Dry eyes is the most common complaint of adults seeking eye care in the U.S. And their numbers are growing. Despite huge investments in research and major efforts on the parts of some of the most brilliant minds in medicine, treatments for these symptoms remain disappointing. Why? I believe that the long-standing belief that eyes that feel dry are dry has been the major obstacle to progress. Recent research that concludes that dry eye-like symptoms are a form of pain has, in my opinion, changed the landscape of this disease. This is not surprising. Our corneas, the transparent dome-shaped front part of our eyes through which we see our iris and pupil (see illustration), has the highest concentration of pain nerve endings in the human body—approximately 200 times that of skin. In addition to its powerful pain-generating power, corneal nerve endings are highly exposed to the potentially damaging environment from which they are protected by only a thin layer of tears and mucin. As a result, they are extremely vulnerable to being damaged. It is no wonder that a tiniest bit of dust landing on the surface of our corneas feels like a jagged rock. Nor is it surprising that chronic symptoms of dry eye-like pain are common. The open question is what, other than problem with tears, can cause these symptoms.

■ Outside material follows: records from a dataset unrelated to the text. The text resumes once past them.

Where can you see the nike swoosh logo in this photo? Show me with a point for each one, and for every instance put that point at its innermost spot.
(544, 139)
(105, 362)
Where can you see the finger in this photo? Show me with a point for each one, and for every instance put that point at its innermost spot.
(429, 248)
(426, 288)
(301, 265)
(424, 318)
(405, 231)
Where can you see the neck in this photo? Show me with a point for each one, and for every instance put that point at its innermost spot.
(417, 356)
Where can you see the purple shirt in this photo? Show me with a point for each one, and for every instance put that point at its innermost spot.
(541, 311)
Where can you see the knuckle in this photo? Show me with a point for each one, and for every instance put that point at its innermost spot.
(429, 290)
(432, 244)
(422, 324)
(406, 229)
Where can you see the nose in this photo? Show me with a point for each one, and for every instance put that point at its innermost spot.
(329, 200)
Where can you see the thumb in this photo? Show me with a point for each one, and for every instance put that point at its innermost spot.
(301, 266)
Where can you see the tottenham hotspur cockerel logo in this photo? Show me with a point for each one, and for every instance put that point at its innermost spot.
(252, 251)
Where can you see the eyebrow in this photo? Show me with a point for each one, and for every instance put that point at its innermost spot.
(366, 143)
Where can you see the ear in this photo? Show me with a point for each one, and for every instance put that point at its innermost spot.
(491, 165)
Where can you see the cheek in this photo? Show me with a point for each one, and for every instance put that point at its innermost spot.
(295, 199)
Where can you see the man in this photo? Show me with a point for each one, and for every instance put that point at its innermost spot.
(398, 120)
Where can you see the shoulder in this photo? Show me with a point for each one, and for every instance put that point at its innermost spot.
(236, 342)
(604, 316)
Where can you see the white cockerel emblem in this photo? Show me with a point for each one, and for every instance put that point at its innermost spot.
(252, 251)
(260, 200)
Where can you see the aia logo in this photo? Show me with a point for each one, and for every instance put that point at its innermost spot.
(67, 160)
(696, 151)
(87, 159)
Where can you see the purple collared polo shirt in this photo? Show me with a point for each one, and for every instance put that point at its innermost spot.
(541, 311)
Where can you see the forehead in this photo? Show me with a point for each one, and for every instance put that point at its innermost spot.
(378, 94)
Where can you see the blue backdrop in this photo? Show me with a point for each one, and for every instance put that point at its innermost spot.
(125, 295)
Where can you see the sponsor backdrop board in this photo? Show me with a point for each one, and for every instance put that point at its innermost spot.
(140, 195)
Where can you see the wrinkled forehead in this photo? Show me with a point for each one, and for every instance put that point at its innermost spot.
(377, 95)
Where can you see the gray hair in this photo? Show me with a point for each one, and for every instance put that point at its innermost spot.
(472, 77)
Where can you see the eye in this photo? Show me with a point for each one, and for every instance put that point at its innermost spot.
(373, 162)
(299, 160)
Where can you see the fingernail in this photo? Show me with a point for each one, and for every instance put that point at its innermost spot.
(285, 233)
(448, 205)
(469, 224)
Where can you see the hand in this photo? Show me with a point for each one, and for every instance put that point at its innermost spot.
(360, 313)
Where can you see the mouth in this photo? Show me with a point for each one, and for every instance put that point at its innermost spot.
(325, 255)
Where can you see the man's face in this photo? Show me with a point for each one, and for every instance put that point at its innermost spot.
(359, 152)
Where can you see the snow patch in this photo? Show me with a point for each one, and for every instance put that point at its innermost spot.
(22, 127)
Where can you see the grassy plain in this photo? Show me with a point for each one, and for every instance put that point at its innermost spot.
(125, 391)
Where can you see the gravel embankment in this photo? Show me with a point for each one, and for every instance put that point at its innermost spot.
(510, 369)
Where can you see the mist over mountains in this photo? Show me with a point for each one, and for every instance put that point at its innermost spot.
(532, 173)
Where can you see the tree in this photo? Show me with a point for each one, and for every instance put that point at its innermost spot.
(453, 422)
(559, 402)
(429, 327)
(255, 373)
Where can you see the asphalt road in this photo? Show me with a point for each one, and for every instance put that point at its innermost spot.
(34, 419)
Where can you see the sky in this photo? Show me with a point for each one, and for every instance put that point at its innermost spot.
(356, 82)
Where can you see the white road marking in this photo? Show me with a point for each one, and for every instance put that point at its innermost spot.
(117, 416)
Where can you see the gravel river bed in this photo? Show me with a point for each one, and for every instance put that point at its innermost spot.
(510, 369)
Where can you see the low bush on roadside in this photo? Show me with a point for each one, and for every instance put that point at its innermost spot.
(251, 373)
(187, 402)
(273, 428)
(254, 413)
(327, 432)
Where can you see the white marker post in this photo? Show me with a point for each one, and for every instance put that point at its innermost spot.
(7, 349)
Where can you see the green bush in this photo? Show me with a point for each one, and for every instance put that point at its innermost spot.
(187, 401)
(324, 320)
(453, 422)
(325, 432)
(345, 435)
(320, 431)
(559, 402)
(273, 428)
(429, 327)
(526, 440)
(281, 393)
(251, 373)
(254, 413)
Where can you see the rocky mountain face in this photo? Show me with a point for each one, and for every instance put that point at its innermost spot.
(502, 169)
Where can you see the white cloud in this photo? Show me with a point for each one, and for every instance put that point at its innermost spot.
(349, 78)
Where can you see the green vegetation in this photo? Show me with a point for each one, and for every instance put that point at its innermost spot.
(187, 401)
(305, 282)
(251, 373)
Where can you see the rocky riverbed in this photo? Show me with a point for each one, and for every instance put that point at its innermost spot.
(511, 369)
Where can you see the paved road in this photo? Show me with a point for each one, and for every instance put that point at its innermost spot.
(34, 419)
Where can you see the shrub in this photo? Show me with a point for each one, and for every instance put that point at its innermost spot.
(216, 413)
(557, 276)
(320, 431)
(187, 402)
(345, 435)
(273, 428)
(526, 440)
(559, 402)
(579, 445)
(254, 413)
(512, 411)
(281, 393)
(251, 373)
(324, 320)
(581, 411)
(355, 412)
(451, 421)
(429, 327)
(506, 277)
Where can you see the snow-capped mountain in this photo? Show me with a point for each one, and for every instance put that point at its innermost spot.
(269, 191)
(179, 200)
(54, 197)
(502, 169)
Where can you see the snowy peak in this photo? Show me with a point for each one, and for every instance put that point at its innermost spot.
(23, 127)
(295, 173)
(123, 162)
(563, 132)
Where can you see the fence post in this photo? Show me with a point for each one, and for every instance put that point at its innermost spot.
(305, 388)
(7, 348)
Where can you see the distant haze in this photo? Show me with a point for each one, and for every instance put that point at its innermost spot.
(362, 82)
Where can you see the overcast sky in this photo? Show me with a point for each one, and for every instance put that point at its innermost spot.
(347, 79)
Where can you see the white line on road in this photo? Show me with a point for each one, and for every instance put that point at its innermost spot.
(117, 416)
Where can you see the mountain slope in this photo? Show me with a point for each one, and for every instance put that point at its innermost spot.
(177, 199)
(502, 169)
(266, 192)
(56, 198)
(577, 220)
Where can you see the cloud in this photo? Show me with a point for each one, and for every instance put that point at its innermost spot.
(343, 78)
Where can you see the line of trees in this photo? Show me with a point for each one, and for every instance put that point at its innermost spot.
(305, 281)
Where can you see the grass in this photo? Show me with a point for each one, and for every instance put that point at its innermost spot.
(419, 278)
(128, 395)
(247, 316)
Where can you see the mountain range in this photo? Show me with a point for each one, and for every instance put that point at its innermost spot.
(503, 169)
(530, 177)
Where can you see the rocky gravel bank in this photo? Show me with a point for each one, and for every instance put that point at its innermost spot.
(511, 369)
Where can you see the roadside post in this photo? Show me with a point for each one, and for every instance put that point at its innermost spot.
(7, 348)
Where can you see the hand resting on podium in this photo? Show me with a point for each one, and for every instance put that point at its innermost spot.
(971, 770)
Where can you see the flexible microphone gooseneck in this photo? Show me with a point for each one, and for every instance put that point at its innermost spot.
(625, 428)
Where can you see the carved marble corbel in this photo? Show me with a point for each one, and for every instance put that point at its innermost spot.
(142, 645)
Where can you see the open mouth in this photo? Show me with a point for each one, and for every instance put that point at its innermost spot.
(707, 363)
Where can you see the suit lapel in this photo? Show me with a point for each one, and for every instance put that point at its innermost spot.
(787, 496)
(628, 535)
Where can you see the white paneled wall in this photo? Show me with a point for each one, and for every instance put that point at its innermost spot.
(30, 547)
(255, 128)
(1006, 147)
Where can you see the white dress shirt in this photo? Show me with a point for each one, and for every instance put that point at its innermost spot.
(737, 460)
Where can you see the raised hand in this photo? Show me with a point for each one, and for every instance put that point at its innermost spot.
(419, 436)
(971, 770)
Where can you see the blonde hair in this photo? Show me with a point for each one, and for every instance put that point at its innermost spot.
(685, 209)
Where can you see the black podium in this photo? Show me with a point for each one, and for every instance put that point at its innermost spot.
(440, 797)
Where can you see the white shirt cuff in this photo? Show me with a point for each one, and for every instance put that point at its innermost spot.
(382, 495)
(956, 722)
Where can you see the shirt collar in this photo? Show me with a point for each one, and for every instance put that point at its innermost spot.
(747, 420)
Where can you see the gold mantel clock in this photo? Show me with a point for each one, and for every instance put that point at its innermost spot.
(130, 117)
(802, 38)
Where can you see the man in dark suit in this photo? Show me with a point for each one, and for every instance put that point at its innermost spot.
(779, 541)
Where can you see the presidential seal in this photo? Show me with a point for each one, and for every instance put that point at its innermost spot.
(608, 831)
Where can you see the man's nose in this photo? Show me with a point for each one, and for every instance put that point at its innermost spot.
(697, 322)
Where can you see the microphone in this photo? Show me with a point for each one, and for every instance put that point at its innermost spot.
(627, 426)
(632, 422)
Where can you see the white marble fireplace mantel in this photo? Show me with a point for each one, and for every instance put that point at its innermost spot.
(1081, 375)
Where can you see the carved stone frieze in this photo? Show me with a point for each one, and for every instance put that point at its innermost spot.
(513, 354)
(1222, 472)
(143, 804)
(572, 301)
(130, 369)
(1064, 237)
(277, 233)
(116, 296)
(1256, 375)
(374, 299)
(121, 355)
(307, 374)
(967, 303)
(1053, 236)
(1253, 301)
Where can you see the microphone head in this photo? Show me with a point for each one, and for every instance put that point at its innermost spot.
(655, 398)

I suggest that malfunctioning corneal nerves that make them hypersensitive to tear evaporation are the culprit.
There is another, smaller group of people who suffer from far more devastating eye pain and like those described above, the appearance of their eyes does not explain the symptoms. Some of their symptoms may mimic dryness but their eye symptoms are typically described as burning, being sliced with razor blades, pierced with needles, compressed with a red-hot poker, aching and sometimes painful sensitivity to light. Doctors sometimes include it in the wastebasket diagnosis of dry eye because they don’t know what else to call it. How can eyes that are the source of unrelenting, agonizing eye pain have no apparent cause? That is a dilemma for doctors. One explanation is that the pain isn’t “real” (tell that to the patients who have written their stories for this website). Although it is a mystery to the eye professions, it is well known to pain specialists as centralized pain. The reason for that terminology is that the pain is caused and sustained by diseased connections of the pain circuits in the brain that conduct the signals to our cerebral cortex where they are decoded into conscious feelings of pain. Although pain seems to originate in the eyes and sometimes facial and head structures, it is generated by these “misfiring” connections in the brain. What causes centralized eye pain? It can be triggered by virtually any corneal injury such as abrasion, exposure to irritating fumes, etc. Nevertheless, the classical trigger is corneal surgery; in particular laser surgery performed to eliminate the need for glasses. Considering the large numbers of people undergoing these procedures, the mystery is why some people are susceptible to developing centralized corneal pain while the great majority is not.
On the other hand, there are other types of centralized corneal pain not connected with assaults on the corneas. For example, it can be associated with various types of autoimmune diseases such as Sjogren’s syndrome, fibromyalgia, and those affecting the thyroid. Nevertheless, its cause is often unknown.
My message to patients with unexplained, chronic eye pain is that, although its causes are hidden, it is real and can be caused by the pain system itself. Centralized corneal pain is an orphan disease and, like others, requires the mobilization of patients, family and friends to make your suffering heard. Our mission is to provide that focus.